Der Kläger begehrt höhere eine höhere Regelleistung der Grundsicherung für Arbeitsuchende. Er rügt insbesondere die Höhe der darin enthaltenen Leistung für Ernährung.

Der am 00.00.1965 geborene Kläger ist alleinstehend und bezog zuletzt Arbeitslosenhilfe (Alhi). Auf seinen Antrag vom 16.08.2004 hin bewilligte die Beklagte ihm mit Bescheid vom 08.12.2004 ab dem 01.01.2005 Leistungen der Grundsicherung für Arbeitsuchende in Höhe vom monatlich 563,42 Euro (Regelleistung 345.-; Kosten für Unterkunft und Heizung 218,42 Euro). Seinen am 27.12.2004 erhobenen Widespruch begründete der Kläger damit, der in der Regelleistung enthaltene Anteil für Ernährungskosten sei zu niedrig, da er hinter den Werten zurückbleibe, die das Bundesamtes für Statistik in seiner Verbraucherpreisstatistik ermittelt habe. Dies verletze die Menschenwürde und Grundrecht auf körperliche Unversehrtheit. Auch liege eine verfassungswidrige Ungleichbehandlung vor, da der Gesetzgeber von der für das gesamte Sozialrecht gültigen Sachbezugsverordnung abgewichen sei. Die Beklagte wies den Widerspruch mit Bescheid vom 12.01.2005 zurück.
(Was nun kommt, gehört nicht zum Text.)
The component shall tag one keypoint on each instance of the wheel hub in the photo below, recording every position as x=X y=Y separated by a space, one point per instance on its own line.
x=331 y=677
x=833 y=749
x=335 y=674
Hiergegen richtet sich die am 00.00.0000 erhobene Klage.

Der Kläger führt aus, die Bundesforschungsanstalt für Ernährung habe bereits 1998 festgestellt, dass sich die Kosten für Ernährung bei einem alleinstehenden Mann monatlich auf umgerechnet 235,19 Euro belaufen hätten. Er hat eine Aufstellung über die ihm im Monat April 2005 tatsächlich entstandenen Ausgaben für Ernährung vorgelegt.

Der Kläger beantragt,

die Beklagte unter Abänderung des Bescheides vom 08.12.2004 in der Fassung des Widerspruchsbescheides vom 12.01.2005 zu verurteilen, ihm Regelleistungen der Grundsicherung für Arbeitsuchende in Höhe von mindestens 393.- Euro zu zahlen.

Die Beklagte beantragt,

die Klage abzuweisen.

Sie sieht sich wegen Art. 20 Abs. 3 Grundgesetz (GG) an Recht und Gesetz gebunden.
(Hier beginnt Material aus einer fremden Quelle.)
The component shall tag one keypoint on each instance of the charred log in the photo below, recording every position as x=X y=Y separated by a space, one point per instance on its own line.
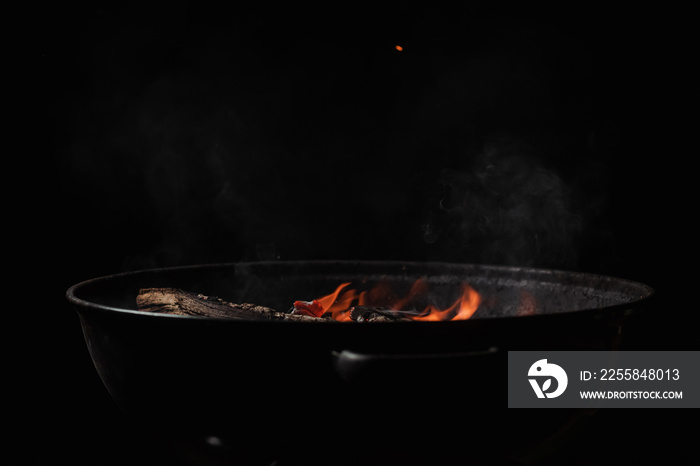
x=376 y=314
x=176 y=301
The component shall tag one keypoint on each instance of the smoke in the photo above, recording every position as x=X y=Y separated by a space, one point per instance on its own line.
x=507 y=208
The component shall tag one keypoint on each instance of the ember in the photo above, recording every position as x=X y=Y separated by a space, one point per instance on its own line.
x=342 y=303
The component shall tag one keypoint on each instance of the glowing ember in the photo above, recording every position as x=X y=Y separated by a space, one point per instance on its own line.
x=339 y=304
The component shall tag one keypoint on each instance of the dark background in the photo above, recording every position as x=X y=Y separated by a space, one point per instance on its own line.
x=187 y=135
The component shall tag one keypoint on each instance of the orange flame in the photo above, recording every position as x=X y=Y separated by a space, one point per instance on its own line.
x=341 y=301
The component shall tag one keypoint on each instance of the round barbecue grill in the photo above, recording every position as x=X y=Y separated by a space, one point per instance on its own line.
x=298 y=391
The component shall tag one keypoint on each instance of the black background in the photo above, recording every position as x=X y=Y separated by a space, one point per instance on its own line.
x=183 y=135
Das Gericht hat eine Auskunft der Bundesforschungsanstalt für Ernährung und Lebensmittel, Standort Karlsruhe (P) eingeholt. Die Bundesforschungsanstalt hat Veröffentlichungen des Instituts für Ernährungsökonomie und -soziologie sowie des statistischen Bundesamts übersandt und mitgeteilt, eine neuere Untersuchung zu den notwendigen Kosten einer bedarfsgerechten Ernährung sei nicht bekannt.
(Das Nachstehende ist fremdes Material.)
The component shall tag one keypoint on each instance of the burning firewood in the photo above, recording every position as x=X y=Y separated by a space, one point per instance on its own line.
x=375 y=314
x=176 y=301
Hinsichtlich der weiteren Einzelheiten des Sach- und Streitstandes wird auf die gewechselten Schriftsätze sowie die übrige Gerichtsakte und die beigezogene Verwaltungsakte, deren wesentlicher Inhalt Gegenstand der mündlichen Verhandlung gewesen ist, verwiesen.

Entscheidungsgründe:

Die zulässige Klage ist unbegründet.

Eine Beiladung des örtlich zuständigen kommunalen Trägers, § 6 Abs. 1 Satz 1 Nr. 2 Sozialgesetzbuch - Zweites Buch - Grundsicherung für Arbeitsuchende - (SGB II), konnte unterblieben, da der Kläger allein die Höhe der von der Beklagten nach § 6 Abs. 1 Satz 1 Nr. 1 SGB II zu erbringenden Leistungen rügt.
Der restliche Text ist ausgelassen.